Seven New Classes of LASER Diodes Enabled by Graphene and the Psi-Field: A Quarkbase Cosmology Framework

This work introduces seven fundamentally new classes of laser devices enabled by graphene and the Ψ-field, as established in the Quarkbase Cosmology framework. Unlike conventional semiconductor lasers—dependent on bandgaps, population inversion, or electron–hole recombination—these Ψ-driven architectures rely entirely on pressure-field dynamics within a frictionless etheric plasma.

Each laser class is derived from experimentally testable predictions and theoretical results previously published in the Quarkbase literature, including curvature-dependent absorbance, longitudinal-mode coherence, superconductivity without Cooper pairs, plasmo-Ψ coupling, and pressure-driven anisotropy.

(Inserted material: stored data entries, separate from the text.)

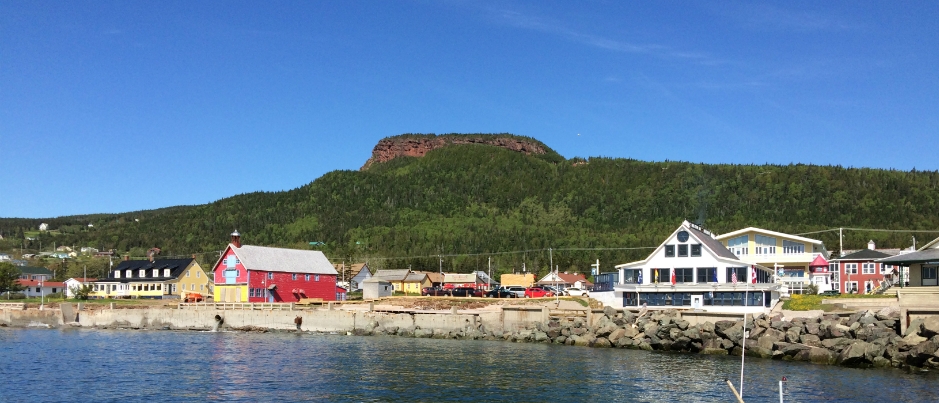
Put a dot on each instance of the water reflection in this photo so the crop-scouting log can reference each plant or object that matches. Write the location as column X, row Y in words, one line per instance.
column 233, row 366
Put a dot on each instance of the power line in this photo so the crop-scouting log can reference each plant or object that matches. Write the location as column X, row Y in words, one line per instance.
column 870, row 229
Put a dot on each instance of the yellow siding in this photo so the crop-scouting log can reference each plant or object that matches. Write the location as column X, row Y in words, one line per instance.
column 193, row 280
column 231, row 293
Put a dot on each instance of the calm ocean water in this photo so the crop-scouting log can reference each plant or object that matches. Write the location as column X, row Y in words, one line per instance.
column 114, row 365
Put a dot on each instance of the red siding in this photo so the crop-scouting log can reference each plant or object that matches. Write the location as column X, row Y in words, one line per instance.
column 325, row 288
column 860, row 278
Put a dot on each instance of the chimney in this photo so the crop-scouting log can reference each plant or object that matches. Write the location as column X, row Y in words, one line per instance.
column 236, row 239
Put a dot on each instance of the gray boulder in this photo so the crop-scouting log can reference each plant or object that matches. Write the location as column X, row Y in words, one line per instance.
column 930, row 327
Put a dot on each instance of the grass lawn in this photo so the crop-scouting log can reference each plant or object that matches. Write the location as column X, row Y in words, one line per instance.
column 814, row 302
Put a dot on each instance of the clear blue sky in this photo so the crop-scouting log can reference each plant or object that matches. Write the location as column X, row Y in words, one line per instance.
column 129, row 105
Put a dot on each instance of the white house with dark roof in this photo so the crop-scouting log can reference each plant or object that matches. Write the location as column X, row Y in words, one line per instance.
column 693, row 270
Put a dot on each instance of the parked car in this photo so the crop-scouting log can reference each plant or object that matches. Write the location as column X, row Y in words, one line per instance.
column 434, row 292
column 465, row 292
column 537, row 292
column 518, row 290
column 501, row 293
column 576, row 292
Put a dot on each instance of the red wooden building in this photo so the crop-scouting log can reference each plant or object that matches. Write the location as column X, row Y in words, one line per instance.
column 247, row 273
column 859, row 272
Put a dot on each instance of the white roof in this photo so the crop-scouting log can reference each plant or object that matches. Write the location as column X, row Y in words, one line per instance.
column 767, row 232
column 263, row 258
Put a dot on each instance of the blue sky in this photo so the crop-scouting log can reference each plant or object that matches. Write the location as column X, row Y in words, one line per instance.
column 122, row 106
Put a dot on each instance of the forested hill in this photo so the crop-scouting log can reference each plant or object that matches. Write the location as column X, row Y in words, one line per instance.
column 466, row 199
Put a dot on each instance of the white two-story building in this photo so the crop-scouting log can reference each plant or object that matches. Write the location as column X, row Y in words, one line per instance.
column 693, row 270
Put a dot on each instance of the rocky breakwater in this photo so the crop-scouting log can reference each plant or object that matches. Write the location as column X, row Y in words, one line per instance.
column 864, row 339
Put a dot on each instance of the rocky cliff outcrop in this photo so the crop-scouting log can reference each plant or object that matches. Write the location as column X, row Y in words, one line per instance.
column 419, row 145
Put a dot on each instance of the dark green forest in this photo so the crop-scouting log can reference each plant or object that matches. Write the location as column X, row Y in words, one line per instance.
column 469, row 202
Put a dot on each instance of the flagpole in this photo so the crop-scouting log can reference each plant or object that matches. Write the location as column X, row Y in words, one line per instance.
column 743, row 341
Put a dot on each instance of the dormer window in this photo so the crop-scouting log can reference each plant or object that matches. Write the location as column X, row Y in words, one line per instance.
column 669, row 250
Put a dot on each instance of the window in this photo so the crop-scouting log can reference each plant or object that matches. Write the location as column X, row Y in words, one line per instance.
column 738, row 245
column 850, row 268
column 632, row 276
column 683, row 250
column 660, row 275
column 765, row 245
column 929, row 275
column 684, row 275
column 707, row 274
column 741, row 274
column 790, row 247
column 850, row 286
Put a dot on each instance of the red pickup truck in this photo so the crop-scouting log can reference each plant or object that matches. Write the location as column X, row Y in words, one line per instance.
column 537, row 292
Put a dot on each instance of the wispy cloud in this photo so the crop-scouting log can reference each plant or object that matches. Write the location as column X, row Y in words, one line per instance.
column 770, row 17
column 554, row 27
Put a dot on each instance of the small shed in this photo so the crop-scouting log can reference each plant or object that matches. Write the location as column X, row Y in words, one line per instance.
column 375, row 288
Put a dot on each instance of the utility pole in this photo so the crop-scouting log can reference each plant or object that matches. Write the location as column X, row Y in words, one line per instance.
column 840, row 242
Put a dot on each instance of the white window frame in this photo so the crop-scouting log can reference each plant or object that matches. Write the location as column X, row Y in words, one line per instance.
column 851, row 285
column 850, row 268
column 740, row 245
column 765, row 245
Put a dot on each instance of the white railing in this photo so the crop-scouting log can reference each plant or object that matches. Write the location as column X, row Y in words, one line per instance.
column 228, row 306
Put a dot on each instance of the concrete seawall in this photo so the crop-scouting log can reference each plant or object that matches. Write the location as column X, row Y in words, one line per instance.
column 247, row 319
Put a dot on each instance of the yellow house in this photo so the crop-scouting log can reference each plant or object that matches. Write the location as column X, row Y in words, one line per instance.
column 415, row 282
column 522, row 280
column 788, row 255
column 160, row 278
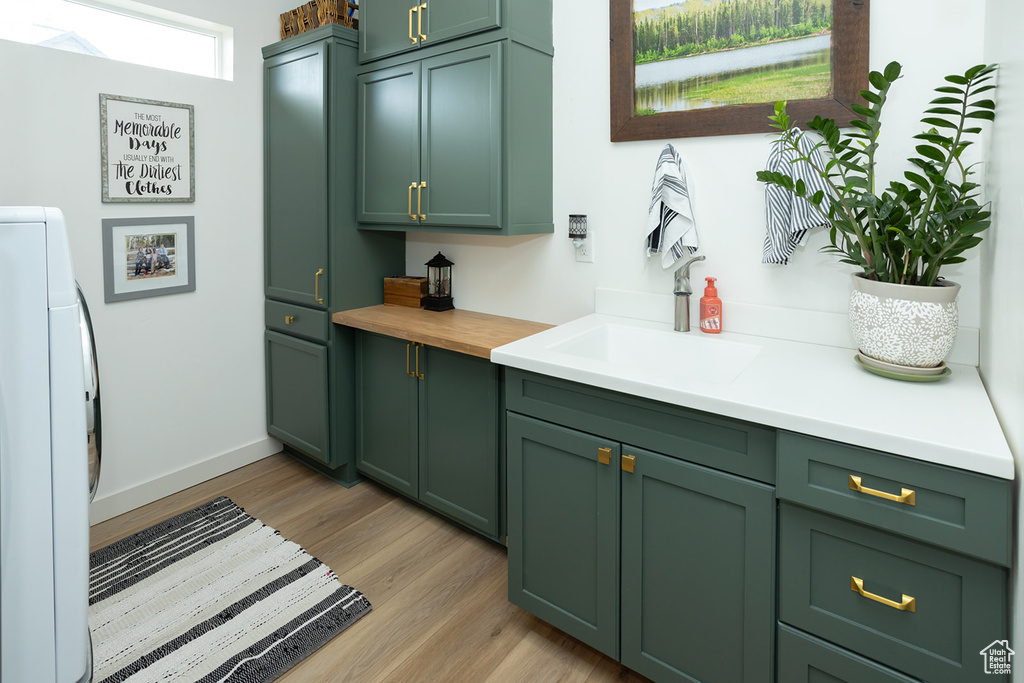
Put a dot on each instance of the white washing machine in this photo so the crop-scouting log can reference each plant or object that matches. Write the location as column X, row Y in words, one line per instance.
column 48, row 404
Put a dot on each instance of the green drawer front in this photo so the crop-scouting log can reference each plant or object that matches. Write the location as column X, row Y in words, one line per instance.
column 954, row 509
column 804, row 658
column 297, row 321
column 723, row 443
column 960, row 603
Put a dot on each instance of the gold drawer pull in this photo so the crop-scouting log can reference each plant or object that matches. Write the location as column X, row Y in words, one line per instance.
column 906, row 497
column 907, row 605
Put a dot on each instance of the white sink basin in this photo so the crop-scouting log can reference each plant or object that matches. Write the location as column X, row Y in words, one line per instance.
column 684, row 355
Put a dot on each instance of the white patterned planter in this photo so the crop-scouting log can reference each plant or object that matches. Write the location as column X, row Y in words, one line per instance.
column 904, row 325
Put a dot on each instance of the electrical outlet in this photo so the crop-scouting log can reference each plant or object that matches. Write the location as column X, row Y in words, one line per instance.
column 585, row 252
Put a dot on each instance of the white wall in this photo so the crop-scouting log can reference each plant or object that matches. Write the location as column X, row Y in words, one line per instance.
column 182, row 375
column 537, row 278
column 1003, row 254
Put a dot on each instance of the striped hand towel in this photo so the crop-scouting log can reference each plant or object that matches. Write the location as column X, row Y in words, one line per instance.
column 788, row 218
column 671, row 229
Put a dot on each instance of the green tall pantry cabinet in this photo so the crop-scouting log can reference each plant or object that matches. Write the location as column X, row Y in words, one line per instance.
column 315, row 261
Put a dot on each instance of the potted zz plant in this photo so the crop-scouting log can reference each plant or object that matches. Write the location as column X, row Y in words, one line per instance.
column 902, row 312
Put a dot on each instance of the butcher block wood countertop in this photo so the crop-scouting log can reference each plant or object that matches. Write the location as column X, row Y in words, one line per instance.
column 461, row 331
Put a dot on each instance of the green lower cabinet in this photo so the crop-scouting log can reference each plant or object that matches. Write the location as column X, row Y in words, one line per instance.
column 427, row 426
column 297, row 394
column 920, row 609
column 459, row 438
column 697, row 585
column 563, row 529
column 804, row 658
column 386, row 413
column 695, row 597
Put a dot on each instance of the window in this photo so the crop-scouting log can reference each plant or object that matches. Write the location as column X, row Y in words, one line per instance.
column 124, row 31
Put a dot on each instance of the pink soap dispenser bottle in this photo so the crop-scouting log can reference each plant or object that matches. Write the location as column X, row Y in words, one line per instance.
column 711, row 308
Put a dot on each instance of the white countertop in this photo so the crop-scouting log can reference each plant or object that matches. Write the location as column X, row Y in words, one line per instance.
column 807, row 388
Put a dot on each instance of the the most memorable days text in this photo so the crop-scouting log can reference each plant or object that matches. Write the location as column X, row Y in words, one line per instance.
column 145, row 169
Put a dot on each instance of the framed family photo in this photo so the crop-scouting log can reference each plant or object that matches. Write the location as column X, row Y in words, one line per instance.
column 144, row 257
column 717, row 67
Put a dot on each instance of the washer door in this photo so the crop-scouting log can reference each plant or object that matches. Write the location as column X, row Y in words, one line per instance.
column 92, row 420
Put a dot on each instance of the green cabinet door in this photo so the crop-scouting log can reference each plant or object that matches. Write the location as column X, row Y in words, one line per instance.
column 697, row 585
column 388, row 27
column 461, row 153
column 386, row 412
column 296, row 198
column 563, row 529
column 297, row 406
column 388, row 148
column 391, row 27
column 459, row 437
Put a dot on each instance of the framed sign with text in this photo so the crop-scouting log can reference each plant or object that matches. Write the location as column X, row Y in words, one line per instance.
column 147, row 150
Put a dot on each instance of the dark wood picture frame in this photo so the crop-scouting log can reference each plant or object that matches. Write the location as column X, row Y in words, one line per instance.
column 850, row 69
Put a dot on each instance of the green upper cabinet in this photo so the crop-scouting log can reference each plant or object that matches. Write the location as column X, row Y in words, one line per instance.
column 430, row 153
column 388, row 151
column 392, row 27
column 296, row 161
column 455, row 130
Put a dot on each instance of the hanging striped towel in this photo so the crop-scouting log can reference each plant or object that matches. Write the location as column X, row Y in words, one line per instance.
column 671, row 229
column 788, row 218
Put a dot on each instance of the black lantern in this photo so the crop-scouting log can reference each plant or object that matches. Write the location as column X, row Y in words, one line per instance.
column 438, row 284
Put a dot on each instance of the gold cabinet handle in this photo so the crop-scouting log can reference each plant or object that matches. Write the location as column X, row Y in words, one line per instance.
column 908, row 604
column 906, row 497
column 408, row 371
column 420, row 23
column 316, row 295
column 411, row 188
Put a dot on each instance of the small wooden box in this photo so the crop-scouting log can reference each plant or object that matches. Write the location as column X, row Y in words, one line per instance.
column 404, row 291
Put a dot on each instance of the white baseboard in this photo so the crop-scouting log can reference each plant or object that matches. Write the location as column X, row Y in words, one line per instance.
column 125, row 500
column 811, row 327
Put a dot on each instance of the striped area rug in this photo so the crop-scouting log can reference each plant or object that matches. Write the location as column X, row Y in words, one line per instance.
column 211, row 595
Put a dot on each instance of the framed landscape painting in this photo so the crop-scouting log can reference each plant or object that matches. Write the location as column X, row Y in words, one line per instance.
column 695, row 68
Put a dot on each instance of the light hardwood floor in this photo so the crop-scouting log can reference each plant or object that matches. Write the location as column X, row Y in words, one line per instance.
column 440, row 611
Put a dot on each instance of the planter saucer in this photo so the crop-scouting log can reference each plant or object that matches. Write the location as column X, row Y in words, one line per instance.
column 894, row 372
column 901, row 370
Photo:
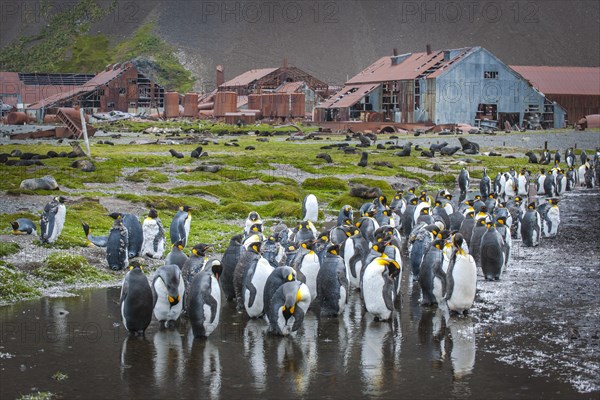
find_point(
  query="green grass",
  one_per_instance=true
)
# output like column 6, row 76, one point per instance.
column 15, row 285
column 69, row 269
column 8, row 248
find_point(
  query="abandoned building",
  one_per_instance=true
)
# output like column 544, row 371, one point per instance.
column 576, row 89
column 120, row 87
column 466, row 85
column 18, row 89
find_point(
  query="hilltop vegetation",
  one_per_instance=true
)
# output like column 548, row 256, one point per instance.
column 65, row 45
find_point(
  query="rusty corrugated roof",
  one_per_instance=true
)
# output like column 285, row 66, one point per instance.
column 248, row 77
column 100, row 79
column 290, row 87
column 408, row 66
column 349, row 95
column 562, row 80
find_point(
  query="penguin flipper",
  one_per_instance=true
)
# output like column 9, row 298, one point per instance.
column 388, row 293
column 124, row 291
column 449, row 277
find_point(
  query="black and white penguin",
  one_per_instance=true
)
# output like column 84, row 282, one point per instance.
column 194, row 264
column 432, row 261
column 252, row 219
column 98, row 241
column 355, row 249
column 492, row 253
column 248, row 257
column 332, row 284
column 23, row 226
column 531, row 226
column 503, row 228
column 346, row 216
column 204, row 300
column 463, row 183
column 117, row 254
column 180, row 225
column 136, row 300
column 310, row 208
column 288, row 306
column 169, row 290
column 256, row 274
column 278, row 277
column 305, row 231
column 570, row 157
column 176, row 255
column 485, row 184
column 475, row 243
column 230, row 259
column 550, row 215
column 378, row 287
column 52, row 220
column 421, row 240
column 461, row 279
column 307, row 265
column 135, row 231
column 153, row 230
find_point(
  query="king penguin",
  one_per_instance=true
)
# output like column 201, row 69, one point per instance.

The seven architectures include:

1. Ψ-Longitudinal Laser

2. Curvature-Tunable κ-Laser

3. Ψ-Phase Laser

4. Hyperconductive Thermal Ψ-Laser

5. Plasmo-Ψ Hybrid Laser

6. Gap-Free Graphene Ψ-Laser

7. Anisotropic Pressure-Driven Ψ-Laser

Collectively, they outline a complete taxonomy of coherent emitters that do not require electronic band physics at all. This work establishes graphene as the first material capable of supporting fully Ψ-based photonic devices and defines a new technological domain in light generation based on etheric pressure dynamics.